Wobei momentan die Investitionsneigung wahrscheinlich höher sein dürfte als noch vor drei Jahren, kurz nach dem Schock der Wechselkursfreigabe durch die SNB. Die Lage der MEM-Industrie sieht aus heutiger Sicht nicht so schlecht aus.

Ich bin stolz darauf, dass unsere Branche den Wechselkursschock vom 15. Januar 2015 so gut gemeistert hat. Aktuell sind die Auftragsbücher auch gut gefüllt. Aber, und das zeigen unsere Quartalsumfragen recht deutlich, es hat eine nicht zu unterschätzende Margenerosion stattgefunden. Das heisst, nicht wenige Unternehmen stehen vor dem Problem, die notwendigen Mittel zu erwirtschaften, um Investitionen in kommende Herausforderungen wie die Digitalisierung erfolgreich tätigen zu können. Das müssen wir sehr genau beobachten und allenfalls auch auf politischer Seite thematisieren.

 

Kommen wir zu einem anderen Thema: Swissmechanic hat sich recht deutlich – und auch ein wenig überraschend – für die neue Messe Industrialis positioniert, die erstmals in diesem Jahr stattfindet. Wie ist der aktuelle Stand der Dinge aus Ihrer Sicht?

Wir sind absolut überzeugt von dieser Messe und auch guten Mutes, eine erfolgreiche Veranstaltung zu erleben. Natürlich wissen wir, dass es – wie bei jeder Neulancierung – eine gewisse Zeit brauchen wird, um diese Messe nachhaltig zu positionieren. Die Industrialis  bringt mit ihrem Konzept sowie mit dem Standort Bern in der Mitte der Schweiz und an der Sprachgrenze sehr gute Voraussetzungen mit. Für uns ist der Herbsttermin der Messe wichtig, da wir uns so früh genug um die Nachwuchswerbung für das folgende Jahr kümmern können. Ein Messetermin im Frühjahr ist dafür zu spät. Ziel wäre es deshalb aus unserer Sicht, dass sich die MEM-Branche in dieser Messe zusammenfindet.

 

Wird es seitens Swissmechanic Aktivitäten zur Messe geben?

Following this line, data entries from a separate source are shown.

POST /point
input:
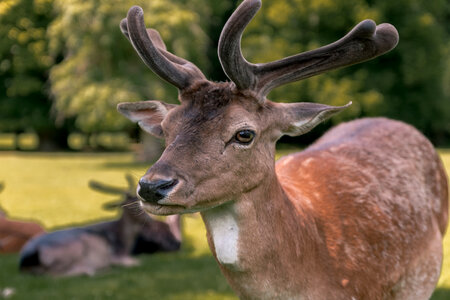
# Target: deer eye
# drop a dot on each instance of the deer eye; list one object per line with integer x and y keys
{"x": 244, "y": 136}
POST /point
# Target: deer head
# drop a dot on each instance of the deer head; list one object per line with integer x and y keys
{"x": 220, "y": 141}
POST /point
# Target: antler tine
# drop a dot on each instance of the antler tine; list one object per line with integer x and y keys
{"x": 131, "y": 182}
{"x": 235, "y": 66}
{"x": 151, "y": 49}
{"x": 364, "y": 42}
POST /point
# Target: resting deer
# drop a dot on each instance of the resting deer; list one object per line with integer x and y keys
{"x": 15, "y": 233}
{"x": 360, "y": 214}
{"x": 89, "y": 249}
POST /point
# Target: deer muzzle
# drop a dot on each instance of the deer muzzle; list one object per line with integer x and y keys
{"x": 152, "y": 191}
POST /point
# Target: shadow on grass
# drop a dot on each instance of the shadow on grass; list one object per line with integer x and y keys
{"x": 163, "y": 276}
{"x": 441, "y": 294}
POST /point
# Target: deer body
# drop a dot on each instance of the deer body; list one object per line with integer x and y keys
{"x": 333, "y": 210}
{"x": 360, "y": 214}
{"x": 90, "y": 249}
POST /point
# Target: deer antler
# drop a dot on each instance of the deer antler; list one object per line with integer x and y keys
{"x": 150, "y": 47}
{"x": 364, "y": 42}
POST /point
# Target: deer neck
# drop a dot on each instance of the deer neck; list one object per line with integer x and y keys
{"x": 252, "y": 226}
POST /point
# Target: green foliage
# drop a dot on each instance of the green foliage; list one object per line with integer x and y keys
{"x": 100, "y": 68}
{"x": 73, "y": 53}
{"x": 24, "y": 62}
{"x": 411, "y": 83}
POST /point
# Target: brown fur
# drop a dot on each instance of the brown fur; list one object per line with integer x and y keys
{"x": 14, "y": 234}
{"x": 358, "y": 215}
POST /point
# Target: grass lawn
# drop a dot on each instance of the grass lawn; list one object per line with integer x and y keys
{"x": 52, "y": 188}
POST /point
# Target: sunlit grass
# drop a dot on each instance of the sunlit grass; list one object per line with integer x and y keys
{"x": 52, "y": 188}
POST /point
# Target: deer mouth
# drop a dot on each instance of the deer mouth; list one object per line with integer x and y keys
{"x": 163, "y": 209}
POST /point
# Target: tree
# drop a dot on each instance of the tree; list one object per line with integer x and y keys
{"x": 24, "y": 65}
{"x": 100, "y": 67}
{"x": 408, "y": 83}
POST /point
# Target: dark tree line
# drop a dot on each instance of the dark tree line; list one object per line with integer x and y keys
{"x": 65, "y": 65}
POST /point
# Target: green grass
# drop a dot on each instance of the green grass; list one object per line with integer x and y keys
{"x": 52, "y": 188}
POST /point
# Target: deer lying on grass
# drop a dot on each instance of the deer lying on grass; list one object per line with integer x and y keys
{"x": 14, "y": 233}
{"x": 86, "y": 250}
{"x": 360, "y": 214}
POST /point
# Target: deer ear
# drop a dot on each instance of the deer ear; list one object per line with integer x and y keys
{"x": 299, "y": 118}
{"x": 148, "y": 114}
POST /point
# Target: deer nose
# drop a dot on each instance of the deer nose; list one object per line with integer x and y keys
{"x": 155, "y": 190}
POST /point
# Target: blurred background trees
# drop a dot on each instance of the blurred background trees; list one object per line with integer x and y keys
{"x": 64, "y": 64}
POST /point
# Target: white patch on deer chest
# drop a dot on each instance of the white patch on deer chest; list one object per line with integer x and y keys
{"x": 224, "y": 230}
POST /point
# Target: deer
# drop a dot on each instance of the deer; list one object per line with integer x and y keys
{"x": 359, "y": 214}
{"x": 15, "y": 233}
{"x": 93, "y": 248}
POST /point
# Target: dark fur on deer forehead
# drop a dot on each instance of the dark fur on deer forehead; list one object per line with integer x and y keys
{"x": 209, "y": 100}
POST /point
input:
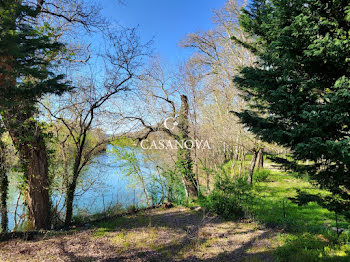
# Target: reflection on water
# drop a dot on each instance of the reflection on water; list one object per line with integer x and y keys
{"x": 104, "y": 186}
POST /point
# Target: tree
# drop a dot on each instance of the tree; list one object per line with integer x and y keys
{"x": 25, "y": 77}
{"x": 160, "y": 93}
{"x": 80, "y": 112}
{"x": 3, "y": 184}
{"x": 299, "y": 89}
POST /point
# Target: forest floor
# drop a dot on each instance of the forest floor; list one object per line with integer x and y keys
{"x": 175, "y": 234}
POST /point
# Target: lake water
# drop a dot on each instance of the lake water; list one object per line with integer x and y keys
{"x": 105, "y": 185}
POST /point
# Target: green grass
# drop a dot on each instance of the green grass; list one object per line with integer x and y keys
{"x": 306, "y": 230}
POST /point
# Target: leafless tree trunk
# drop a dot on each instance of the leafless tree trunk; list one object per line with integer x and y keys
{"x": 3, "y": 187}
{"x": 252, "y": 166}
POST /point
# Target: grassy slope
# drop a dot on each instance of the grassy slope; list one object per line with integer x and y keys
{"x": 176, "y": 234}
{"x": 290, "y": 234}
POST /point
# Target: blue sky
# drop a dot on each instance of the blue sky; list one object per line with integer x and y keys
{"x": 166, "y": 21}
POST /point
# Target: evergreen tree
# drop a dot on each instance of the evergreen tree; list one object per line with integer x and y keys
{"x": 299, "y": 91}
{"x": 26, "y": 74}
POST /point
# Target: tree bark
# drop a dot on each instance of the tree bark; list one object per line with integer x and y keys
{"x": 260, "y": 159}
{"x": 252, "y": 166}
{"x": 3, "y": 189}
{"x": 185, "y": 163}
{"x": 29, "y": 141}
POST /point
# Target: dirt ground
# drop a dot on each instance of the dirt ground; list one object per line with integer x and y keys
{"x": 176, "y": 234}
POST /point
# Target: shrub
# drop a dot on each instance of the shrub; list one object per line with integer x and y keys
{"x": 229, "y": 196}
{"x": 261, "y": 175}
{"x": 222, "y": 204}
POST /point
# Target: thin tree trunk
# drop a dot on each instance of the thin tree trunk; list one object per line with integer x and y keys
{"x": 252, "y": 166}
{"x": 3, "y": 188}
{"x": 260, "y": 159}
{"x": 185, "y": 163}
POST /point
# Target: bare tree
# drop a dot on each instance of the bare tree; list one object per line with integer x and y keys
{"x": 84, "y": 109}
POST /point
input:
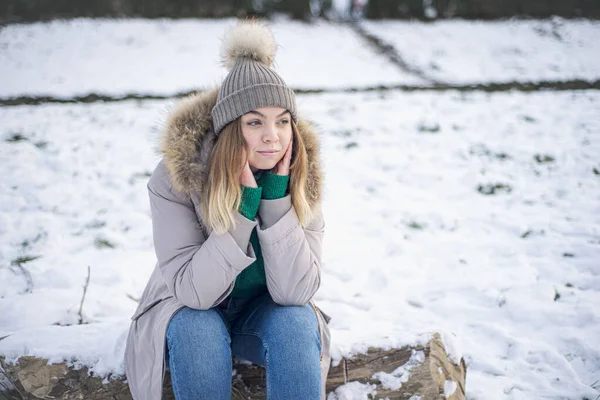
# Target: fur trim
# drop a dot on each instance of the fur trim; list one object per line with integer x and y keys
{"x": 188, "y": 138}
{"x": 251, "y": 39}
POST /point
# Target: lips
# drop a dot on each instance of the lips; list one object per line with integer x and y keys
{"x": 268, "y": 153}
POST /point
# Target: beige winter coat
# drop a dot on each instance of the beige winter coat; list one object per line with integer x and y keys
{"x": 196, "y": 267}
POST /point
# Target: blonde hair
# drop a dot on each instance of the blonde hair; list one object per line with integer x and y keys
{"x": 221, "y": 195}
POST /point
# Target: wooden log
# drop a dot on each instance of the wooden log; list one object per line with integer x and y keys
{"x": 32, "y": 378}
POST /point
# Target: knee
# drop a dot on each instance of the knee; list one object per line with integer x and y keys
{"x": 294, "y": 324}
{"x": 189, "y": 325}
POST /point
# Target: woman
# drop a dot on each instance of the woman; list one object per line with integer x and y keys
{"x": 237, "y": 229}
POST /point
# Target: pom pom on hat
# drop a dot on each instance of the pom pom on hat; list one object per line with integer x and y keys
{"x": 251, "y": 39}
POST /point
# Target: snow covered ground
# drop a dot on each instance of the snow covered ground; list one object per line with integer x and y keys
{"x": 166, "y": 57}
{"x": 456, "y": 51}
{"x": 475, "y": 215}
{"x": 412, "y": 247}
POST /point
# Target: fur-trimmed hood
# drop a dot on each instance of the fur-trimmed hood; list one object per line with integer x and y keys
{"x": 188, "y": 138}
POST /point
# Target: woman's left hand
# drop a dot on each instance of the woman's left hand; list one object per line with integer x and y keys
{"x": 283, "y": 166}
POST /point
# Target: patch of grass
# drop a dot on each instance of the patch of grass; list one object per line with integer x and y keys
{"x": 482, "y": 150}
{"x": 16, "y": 137}
{"x": 528, "y": 118}
{"x": 344, "y": 133}
{"x": 415, "y": 225}
{"x": 491, "y": 189}
{"x": 28, "y": 242}
{"x": 96, "y": 224}
{"x": 103, "y": 244}
{"x": 19, "y": 261}
{"x": 543, "y": 158}
{"x": 424, "y": 128}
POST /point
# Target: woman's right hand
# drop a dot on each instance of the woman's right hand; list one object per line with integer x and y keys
{"x": 247, "y": 178}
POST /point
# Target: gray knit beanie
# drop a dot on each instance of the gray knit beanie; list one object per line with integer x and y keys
{"x": 248, "y": 50}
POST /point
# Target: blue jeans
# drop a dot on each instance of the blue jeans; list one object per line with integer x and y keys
{"x": 285, "y": 340}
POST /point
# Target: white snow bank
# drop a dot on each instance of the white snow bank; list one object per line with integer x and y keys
{"x": 511, "y": 280}
{"x": 164, "y": 57}
{"x": 457, "y": 51}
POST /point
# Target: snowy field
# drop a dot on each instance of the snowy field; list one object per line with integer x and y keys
{"x": 167, "y": 57}
{"x": 520, "y": 51}
{"x": 414, "y": 245}
{"x": 474, "y": 215}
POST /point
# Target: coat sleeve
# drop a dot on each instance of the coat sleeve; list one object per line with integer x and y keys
{"x": 199, "y": 271}
{"x": 291, "y": 254}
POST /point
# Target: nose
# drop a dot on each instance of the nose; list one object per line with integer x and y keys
{"x": 270, "y": 134}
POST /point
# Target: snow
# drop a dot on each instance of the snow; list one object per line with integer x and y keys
{"x": 449, "y": 388}
{"x": 400, "y": 375}
{"x": 353, "y": 391}
{"x": 415, "y": 242}
{"x": 465, "y": 52}
{"x": 165, "y": 57}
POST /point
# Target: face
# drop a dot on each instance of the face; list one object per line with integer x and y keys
{"x": 268, "y": 132}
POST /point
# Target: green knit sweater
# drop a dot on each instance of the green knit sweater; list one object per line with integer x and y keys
{"x": 252, "y": 280}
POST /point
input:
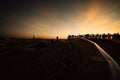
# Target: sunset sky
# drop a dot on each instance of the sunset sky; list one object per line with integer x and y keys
{"x": 51, "y": 18}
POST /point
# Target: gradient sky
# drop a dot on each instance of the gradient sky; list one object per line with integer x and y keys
{"x": 51, "y": 18}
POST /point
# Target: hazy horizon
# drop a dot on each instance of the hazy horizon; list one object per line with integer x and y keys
{"x": 51, "y": 18}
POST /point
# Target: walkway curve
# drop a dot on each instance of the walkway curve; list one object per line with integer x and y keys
{"x": 115, "y": 69}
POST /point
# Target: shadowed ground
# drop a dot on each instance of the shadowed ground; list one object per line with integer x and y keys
{"x": 74, "y": 59}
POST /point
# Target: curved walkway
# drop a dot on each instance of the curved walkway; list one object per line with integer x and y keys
{"x": 115, "y": 69}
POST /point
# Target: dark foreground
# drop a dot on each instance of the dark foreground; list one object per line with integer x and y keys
{"x": 74, "y": 59}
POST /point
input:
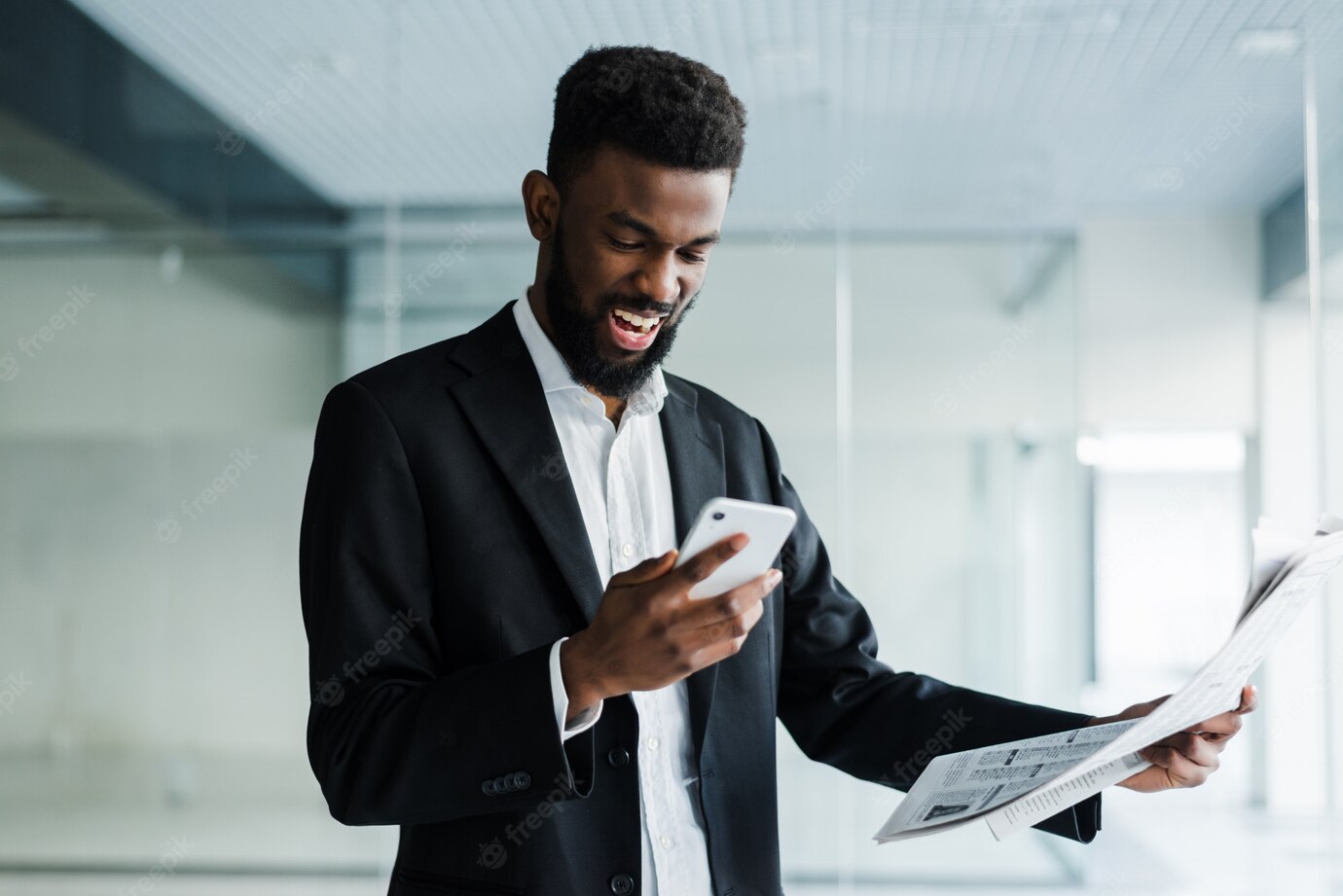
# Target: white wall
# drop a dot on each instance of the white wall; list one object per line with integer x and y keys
{"x": 151, "y": 602}
{"x": 1166, "y": 323}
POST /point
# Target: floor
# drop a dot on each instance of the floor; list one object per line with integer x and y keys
{"x": 71, "y": 828}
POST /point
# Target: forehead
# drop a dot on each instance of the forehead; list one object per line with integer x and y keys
{"x": 677, "y": 201}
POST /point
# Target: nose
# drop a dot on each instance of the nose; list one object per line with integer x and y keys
{"x": 658, "y": 279}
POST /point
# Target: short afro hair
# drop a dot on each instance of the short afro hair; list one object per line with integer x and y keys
{"x": 656, "y": 104}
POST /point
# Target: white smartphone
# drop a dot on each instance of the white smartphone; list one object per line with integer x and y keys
{"x": 766, "y": 524}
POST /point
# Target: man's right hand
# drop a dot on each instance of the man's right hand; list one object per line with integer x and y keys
{"x": 649, "y": 633}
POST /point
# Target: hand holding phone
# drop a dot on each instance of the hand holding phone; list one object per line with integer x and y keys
{"x": 766, "y": 524}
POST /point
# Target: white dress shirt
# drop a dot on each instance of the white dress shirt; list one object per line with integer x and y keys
{"x": 621, "y": 479}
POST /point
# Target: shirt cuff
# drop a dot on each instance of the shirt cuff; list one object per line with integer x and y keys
{"x": 584, "y": 719}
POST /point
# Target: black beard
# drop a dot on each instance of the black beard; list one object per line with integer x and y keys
{"x": 576, "y": 334}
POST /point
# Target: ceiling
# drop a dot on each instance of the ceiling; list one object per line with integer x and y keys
{"x": 958, "y": 115}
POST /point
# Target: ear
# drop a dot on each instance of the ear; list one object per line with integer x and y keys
{"x": 541, "y": 204}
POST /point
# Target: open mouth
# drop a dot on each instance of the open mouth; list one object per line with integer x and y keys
{"x": 633, "y": 332}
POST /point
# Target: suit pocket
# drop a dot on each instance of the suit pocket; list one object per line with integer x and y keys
{"x": 422, "y": 882}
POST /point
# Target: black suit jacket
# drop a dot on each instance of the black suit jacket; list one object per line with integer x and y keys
{"x": 444, "y": 551}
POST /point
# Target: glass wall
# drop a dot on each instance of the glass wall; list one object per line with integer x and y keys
{"x": 1013, "y": 436}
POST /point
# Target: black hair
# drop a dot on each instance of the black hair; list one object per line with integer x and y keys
{"x": 656, "y": 104}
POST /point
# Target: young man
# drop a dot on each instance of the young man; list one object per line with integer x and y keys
{"x": 504, "y": 660}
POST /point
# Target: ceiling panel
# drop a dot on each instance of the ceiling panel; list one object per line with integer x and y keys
{"x": 962, "y": 115}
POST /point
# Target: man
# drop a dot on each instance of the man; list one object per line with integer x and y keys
{"x": 504, "y": 660}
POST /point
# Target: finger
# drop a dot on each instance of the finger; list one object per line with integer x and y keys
{"x": 645, "y": 571}
{"x": 1182, "y": 770}
{"x": 730, "y": 603}
{"x": 1195, "y": 748}
{"x": 730, "y": 628}
{"x": 703, "y": 564}
{"x": 718, "y": 651}
{"x": 1223, "y": 726}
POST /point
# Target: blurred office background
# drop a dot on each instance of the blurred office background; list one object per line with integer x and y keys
{"x": 1042, "y": 303}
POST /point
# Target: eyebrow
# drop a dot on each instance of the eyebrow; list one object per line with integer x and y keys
{"x": 626, "y": 219}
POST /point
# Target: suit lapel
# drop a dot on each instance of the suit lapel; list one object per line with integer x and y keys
{"x": 505, "y": 403}
{"x": 508, "y": 409}
{"x": 695, "y": 461}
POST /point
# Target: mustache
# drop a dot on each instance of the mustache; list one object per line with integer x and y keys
{"x": 636, "y": 305}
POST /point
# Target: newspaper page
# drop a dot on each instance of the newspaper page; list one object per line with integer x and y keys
{"x": 962, "y": 787}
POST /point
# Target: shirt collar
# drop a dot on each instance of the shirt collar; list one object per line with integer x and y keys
{"x": 555, "y": 373}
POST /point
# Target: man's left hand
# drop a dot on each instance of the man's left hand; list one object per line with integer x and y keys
{"x": 1187, "y": 758}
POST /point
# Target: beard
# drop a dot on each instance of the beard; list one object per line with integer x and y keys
{"x": 579, "y": 336}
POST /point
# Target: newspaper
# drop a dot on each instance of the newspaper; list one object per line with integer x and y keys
{"x": 1020, "y": 783}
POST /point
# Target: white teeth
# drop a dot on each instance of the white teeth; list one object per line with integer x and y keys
{"x": 646, "y": 324}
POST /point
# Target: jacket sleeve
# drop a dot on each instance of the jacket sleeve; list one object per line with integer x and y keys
{"x": 848, "y": 709}
{"x": 396, "y": 731}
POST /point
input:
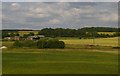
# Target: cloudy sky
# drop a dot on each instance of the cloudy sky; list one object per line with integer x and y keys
{"x": 38, "y": 15}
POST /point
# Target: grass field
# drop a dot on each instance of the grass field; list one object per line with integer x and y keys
{"x": 99, "y": 41}
{"x": 110, "y": 33}
{"x": 74, "y": 59}
{"x": 27, "y": 32}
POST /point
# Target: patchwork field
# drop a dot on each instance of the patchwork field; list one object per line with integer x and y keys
{"x": 76, "y": 58}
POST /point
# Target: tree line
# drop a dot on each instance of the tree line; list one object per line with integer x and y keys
{"x": 87, "y": 32}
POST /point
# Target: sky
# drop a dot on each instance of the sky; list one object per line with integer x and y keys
{"x": 39, "y": 15}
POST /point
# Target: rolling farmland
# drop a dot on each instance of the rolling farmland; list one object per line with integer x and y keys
{"x": 74, "y": 59}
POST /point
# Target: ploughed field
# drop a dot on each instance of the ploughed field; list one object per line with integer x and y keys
{"x": 77, "y": 58}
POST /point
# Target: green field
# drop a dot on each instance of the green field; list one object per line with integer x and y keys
{"x": 76, "y": 58}
{"x": 27, "y": 32}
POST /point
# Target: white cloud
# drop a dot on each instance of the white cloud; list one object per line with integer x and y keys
{"x": 15, "y": 6}
{"x": 109, "y": 17}
{"x": 54, "y": 21}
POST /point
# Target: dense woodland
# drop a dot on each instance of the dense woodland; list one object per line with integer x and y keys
{"x": 86, "y": 32}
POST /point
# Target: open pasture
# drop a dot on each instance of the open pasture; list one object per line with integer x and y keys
{"x": 27, "y": 32}
{"x": 71, "y": 60}
{"x": 58, "y": 61}
{"x": 98, "y": 41}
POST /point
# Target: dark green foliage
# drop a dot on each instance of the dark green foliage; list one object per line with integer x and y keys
{"x": 87, "y": 32}
{"x": 42, "y": 43}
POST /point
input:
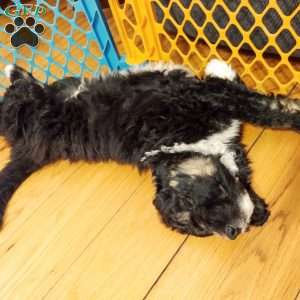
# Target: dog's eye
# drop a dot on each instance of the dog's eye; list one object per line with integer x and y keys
{"x": 222, "y": 189}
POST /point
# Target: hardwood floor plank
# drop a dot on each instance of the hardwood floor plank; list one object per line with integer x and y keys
{"x": 125, "y": 258}
{"x": 128, "y": 256}
{"x": 258, "y": 264}
{"x": 71, "y": 217}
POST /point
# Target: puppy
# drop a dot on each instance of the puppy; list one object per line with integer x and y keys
{"x": 157, "y": 116}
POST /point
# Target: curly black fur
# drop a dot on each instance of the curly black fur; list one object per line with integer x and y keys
{"x": 125, "y": 115}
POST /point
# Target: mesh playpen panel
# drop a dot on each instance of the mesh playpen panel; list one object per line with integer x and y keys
{"x": 260, "y": 38}
{"x": 75, "y": 41}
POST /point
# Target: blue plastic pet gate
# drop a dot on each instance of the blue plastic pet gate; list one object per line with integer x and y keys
{"x": 73, "y": 39}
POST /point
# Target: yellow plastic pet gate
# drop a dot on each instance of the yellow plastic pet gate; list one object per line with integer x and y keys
{"x": 260, "y": 38}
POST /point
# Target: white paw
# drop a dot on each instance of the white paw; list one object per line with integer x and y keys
{"x": 220, "y": 69}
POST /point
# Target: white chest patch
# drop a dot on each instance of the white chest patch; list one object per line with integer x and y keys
{"x": 161, "y": 66}
{"x": 216, "y": 144}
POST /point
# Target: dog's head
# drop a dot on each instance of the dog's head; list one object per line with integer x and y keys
{"x": 198, "y": 195}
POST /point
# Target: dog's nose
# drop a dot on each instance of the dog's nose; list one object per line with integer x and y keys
{"x": 232, "y": 232}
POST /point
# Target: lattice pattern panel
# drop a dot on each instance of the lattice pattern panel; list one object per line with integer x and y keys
{"x": 260, "y": 38}
{"x": 75, "y": 39}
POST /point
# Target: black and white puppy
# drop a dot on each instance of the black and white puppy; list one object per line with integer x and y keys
{"x": 157, "y": 116}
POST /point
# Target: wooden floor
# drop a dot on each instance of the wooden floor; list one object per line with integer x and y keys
{"x": 90, "y": 231}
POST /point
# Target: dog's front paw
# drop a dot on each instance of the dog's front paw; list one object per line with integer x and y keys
{"x": 260, "y": 215}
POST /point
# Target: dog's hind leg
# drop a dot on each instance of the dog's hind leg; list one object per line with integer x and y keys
{"x": 11, "y": 177}
{"x": 233, "y": 98}
{"x": 261, "y": 213}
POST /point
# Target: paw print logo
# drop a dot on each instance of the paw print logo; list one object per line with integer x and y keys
{"x": 24, "y": 33}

Wir haben einen Gemeinschaftsstand für unsere Mitglieder organisiert, an dem über 20 Firmen teilnehmen werden. Bereits daran erkennt man, wie wichtig wir die Messe nehmen und welche Bedeutung sie für uns auch in der Zukunft haben wird. Wir präferieren auf jeden Fall die Industrialis als kommende Leitmesse.

 

Damit ist ein Schwerpunkt der zukünftigen Arbeit des neuen Swissmechanic-Direktors Jürg Marti bereits gesetzt. Welche weiteren Themen liegen Ihnen sonst noch am Herzen?

Mit seinen rund 1300 Mitgliedern, die rund 70 000 Mitarbeitende und 15 bis 20 Milliarden Franken BIP-Anteil repräsentieren, ist Swissmechanic ein volkswirtschaftliches Schwergewicht. Es wird eine meiner Hauptaufgaben sein, die Positionierung des Verbandes weiter zu festigen und auszubauen. Einerseits in Richtung politische Positionierung; andererseits, wenn es darum geht mit Veranstaltungen wie dem Business Day oder Weiterbildungsangeboten Networking-Plattformen für unsere Mitglieder zu etablieren. Einen weiteren Schwerpunkt sehe ich darin, das Gewicht und die Kraft von Swissmechanic zum wirtschaftlichen Vorteil der Mitglieder einzusetzen. Es existieren Überlegungen, ein Mehrwertpaket zu schnüren, das verschiedene Dienstleistungsaspekte umfasst wie Versicherungen, Nutzfahrzeugeinkauf oder Pooleinkauf von Rohmaterial, um unsere Mitglieder auf der Kostenseite zu entlasten; auch, um dadurch ein wenig den Druck der geringeren Margen zu mindern.

 

Eine allfällig etwas ketzerische Frage zum Abschluss: Wie jeder Dienstleistungs- und Kommunikationsanbieter stehen auch die Verbände unter zunehmendem Erwartungs- und Erfolgsdruck. Wie antwortet Swissmechanic auf diese Herausforderung?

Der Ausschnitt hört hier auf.